You can select a new beneficiary who is a member of the family of the previous beneficiary without income tax or penalty.
You can also choose to withdraw the funds, but you will have to pay federal income tax and a 10% federal tax penalty on the earnings and, if applicable, state income tax.
If you are not a resident of Virginia, please read the state income section of the CollegeAmerica Program Description for more information.
Investments are not FDIC-insured, nor are they deposits of or guaranteed by a bank or any other entity, so they may lose value.
Investors should carefully consider investment objectives, risks, charges and expenses. This and other important information is contained in the fund prospectuses, summary prospectuses and CollegeAmerica Program Description, which can be obtained from a financial professional and should be read carefully before investing. CollegeAmerica is distributed by American Funds Distributors, Inc. and sold through unaffiliated intermediaries.

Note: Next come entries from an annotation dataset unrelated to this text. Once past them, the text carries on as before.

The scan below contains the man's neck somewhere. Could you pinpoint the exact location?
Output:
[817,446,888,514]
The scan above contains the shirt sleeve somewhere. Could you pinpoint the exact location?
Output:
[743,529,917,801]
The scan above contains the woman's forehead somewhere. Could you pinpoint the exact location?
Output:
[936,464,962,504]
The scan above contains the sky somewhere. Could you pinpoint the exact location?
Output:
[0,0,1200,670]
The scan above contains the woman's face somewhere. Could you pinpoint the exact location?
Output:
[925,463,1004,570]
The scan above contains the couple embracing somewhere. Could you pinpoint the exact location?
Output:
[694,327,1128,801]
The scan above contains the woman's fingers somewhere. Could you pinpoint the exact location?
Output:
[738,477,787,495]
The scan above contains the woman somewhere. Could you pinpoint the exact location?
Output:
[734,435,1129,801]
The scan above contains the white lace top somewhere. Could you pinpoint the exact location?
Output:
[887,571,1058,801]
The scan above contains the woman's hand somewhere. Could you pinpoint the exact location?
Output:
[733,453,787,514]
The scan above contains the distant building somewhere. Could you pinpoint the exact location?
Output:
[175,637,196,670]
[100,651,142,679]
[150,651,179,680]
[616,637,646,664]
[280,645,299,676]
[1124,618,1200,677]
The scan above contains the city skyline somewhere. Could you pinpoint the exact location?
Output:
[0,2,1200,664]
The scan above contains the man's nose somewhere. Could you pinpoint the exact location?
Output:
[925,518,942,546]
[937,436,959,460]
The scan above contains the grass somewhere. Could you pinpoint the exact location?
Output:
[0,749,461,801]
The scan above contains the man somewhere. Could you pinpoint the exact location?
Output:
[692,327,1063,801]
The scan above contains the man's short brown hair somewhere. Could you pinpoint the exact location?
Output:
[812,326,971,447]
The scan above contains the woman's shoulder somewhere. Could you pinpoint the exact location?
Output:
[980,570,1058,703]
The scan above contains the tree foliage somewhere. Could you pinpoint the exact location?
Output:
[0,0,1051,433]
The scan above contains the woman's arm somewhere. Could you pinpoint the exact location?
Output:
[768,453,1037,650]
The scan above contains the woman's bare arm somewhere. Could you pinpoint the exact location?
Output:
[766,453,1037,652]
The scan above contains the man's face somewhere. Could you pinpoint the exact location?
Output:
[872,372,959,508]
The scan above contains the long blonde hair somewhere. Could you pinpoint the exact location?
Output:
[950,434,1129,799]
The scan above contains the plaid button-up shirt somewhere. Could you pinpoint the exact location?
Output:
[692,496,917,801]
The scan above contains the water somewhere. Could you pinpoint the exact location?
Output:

Depending on your state of residence, there may be an in-state plan that provides state tax and other state benefits, such as financial aid, scholarship funds and protection from creditors, not available through CollegeAmerica. Before investing in any state's 529 plan, investors should consult a tax advisor.
This content, developed by Capital Group, home of American Funds, should not be used as a primary basis for investment decisions and is not intended to serve as impartial investment or fiduciary advice.